When Lord Leveson reports, he will be doing the British public interest a great service if he lays out a new and much enhanced written remit for the successor to the PCC, giving it powers and resources to continue its complaints role, investigate proactively and play the lead role in auditing compliance arrangements within individual titles and in naming and shaming where there are deficiencies. I believe that the proposals put forward by the newspaper industry, with some input from the Press Complaints Commission and my noble friend Lord Hunt, will become a valuable part of the solution, subject to some preconditions.
The creation of a new body with a new written remit is necessary, enshrining some principles: it must be independent, and the appointment of all its members, and the chair, must be public and transparent and independent of the press; its funding must be secure and adequate, and there needs to be a commitment that the industry will provide sufficient funds to allow the regulator to do its work; it must have powers to investigate without the trigger of the complaint, and have the mandate, resources and powers of investigation to examine systemic issues as they arise; and it must be wide-reaching. In an online age, universality of regulation is not possible. Ofcom, a statutory body, currently has no powers over broadcasters' websites, so we cannot envisage that the new system will catch everyone. However, all the major players must see that it is in their own interests to join in and to stay in.

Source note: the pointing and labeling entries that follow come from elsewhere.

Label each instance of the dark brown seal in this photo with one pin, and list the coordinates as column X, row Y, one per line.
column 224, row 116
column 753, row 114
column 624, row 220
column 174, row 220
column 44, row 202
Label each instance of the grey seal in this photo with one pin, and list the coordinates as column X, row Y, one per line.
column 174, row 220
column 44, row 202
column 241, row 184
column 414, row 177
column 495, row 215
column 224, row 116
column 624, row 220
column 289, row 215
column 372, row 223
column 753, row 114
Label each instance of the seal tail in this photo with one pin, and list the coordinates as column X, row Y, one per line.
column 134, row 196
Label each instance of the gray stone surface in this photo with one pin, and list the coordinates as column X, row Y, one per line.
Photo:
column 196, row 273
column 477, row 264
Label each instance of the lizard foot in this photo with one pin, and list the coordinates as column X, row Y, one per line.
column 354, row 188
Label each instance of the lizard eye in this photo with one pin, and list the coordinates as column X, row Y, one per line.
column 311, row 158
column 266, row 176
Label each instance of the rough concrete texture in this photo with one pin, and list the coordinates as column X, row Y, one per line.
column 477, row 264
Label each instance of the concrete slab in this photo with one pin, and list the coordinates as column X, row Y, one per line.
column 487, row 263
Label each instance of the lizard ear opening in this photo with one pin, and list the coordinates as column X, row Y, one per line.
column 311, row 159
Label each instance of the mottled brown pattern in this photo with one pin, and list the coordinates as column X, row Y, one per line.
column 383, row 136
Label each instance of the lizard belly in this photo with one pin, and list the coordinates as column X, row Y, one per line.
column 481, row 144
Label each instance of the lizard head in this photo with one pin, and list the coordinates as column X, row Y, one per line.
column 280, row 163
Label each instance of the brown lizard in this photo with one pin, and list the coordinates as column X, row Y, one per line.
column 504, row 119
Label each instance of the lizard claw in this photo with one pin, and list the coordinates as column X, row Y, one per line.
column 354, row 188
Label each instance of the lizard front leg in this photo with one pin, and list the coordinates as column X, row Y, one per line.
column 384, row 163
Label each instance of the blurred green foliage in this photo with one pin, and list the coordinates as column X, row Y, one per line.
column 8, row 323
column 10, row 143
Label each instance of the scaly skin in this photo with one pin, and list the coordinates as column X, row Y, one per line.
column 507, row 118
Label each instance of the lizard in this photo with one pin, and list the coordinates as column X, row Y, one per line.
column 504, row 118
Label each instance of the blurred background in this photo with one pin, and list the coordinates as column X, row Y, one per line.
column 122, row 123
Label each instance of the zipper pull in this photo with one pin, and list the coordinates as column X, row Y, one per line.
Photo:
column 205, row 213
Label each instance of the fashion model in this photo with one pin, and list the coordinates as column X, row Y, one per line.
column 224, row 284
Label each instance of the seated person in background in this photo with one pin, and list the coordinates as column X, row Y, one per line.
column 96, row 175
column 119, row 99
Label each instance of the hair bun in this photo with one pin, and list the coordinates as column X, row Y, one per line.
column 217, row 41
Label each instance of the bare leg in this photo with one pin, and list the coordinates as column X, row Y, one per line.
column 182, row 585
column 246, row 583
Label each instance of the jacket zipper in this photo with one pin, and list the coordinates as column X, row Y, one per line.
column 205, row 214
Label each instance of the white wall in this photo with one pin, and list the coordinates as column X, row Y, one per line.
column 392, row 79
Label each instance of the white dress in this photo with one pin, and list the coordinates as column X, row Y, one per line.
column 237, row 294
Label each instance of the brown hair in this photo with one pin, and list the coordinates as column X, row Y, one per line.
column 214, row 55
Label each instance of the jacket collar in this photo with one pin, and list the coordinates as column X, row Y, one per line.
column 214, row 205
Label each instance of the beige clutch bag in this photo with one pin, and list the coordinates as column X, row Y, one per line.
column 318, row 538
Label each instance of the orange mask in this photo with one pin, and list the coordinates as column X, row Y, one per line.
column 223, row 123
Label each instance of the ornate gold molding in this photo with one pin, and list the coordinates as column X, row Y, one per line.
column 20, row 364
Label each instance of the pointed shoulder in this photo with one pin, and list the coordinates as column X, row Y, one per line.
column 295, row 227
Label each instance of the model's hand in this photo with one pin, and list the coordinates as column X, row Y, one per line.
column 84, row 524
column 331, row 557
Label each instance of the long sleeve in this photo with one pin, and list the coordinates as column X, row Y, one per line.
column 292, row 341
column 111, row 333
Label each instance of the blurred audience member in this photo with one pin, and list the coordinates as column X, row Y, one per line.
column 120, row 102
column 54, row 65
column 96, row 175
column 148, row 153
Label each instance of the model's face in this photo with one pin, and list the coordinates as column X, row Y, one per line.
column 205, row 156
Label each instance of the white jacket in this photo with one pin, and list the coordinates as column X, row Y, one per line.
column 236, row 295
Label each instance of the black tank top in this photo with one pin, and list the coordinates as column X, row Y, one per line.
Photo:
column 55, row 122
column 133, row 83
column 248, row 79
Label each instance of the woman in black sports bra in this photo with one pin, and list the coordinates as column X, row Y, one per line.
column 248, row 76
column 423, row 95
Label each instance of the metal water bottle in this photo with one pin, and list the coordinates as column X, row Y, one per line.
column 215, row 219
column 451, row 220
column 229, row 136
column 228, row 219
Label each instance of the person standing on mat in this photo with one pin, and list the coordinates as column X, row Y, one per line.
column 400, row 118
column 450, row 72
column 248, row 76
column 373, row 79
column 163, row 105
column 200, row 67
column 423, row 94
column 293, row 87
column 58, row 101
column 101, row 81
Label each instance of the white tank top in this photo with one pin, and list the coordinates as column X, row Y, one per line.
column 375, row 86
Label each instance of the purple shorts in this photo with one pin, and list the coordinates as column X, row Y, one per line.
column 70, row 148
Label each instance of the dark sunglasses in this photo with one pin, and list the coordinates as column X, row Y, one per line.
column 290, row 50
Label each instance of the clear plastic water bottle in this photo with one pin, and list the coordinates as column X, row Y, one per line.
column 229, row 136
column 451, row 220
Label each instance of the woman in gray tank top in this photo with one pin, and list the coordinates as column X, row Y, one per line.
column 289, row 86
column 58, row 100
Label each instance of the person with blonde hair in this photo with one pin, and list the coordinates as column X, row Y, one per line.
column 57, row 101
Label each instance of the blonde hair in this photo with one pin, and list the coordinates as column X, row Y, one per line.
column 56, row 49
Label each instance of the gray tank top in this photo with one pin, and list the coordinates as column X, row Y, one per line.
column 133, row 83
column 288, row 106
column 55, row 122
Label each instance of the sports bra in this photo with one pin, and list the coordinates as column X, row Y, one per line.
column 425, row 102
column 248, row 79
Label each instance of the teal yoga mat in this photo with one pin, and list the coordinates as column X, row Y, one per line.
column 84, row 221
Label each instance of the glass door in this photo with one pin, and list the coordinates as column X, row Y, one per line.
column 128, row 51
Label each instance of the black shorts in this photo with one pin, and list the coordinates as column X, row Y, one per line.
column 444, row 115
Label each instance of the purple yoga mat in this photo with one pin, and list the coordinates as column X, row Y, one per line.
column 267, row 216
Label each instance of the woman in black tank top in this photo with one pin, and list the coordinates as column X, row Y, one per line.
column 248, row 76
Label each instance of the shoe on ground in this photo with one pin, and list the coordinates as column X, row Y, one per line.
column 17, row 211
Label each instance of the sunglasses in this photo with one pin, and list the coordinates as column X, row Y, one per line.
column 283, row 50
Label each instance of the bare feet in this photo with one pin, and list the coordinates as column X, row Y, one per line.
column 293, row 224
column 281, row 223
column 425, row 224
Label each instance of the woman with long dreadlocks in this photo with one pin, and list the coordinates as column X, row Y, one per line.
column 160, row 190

As your Lordships may well know, my experience comes mostly from the world of broadcasting. However, while I applaud the effectiveness of statutory broadcast regulation, I do not endorse it as a model for the press. Broadcasting regulation is a creature of a peculiar circumstance: the ability to exploit spectrum, a national resource that is rightly controlled by government, such that licensing is therefore necessary. Because of the universal distribution of content enjoyed by television, there are statutory requirements of taste and decency, and, of course, impartiality. None of this is true of the press. Rightly for a statutory regulator, it is worth noting that Ofcom has no ex-ante powers to restrain publication, a crucial PCC function.
We do not have long to wait for Lord Leveson's report. He has the opportunity to produce something that will be so much clearer and more wide-ranging than what has come before. I finish by saying that, meanwhile, we should not forget that it was the journalism of the Guardian newspaper that laid bare the shortcomings of News International and the British press.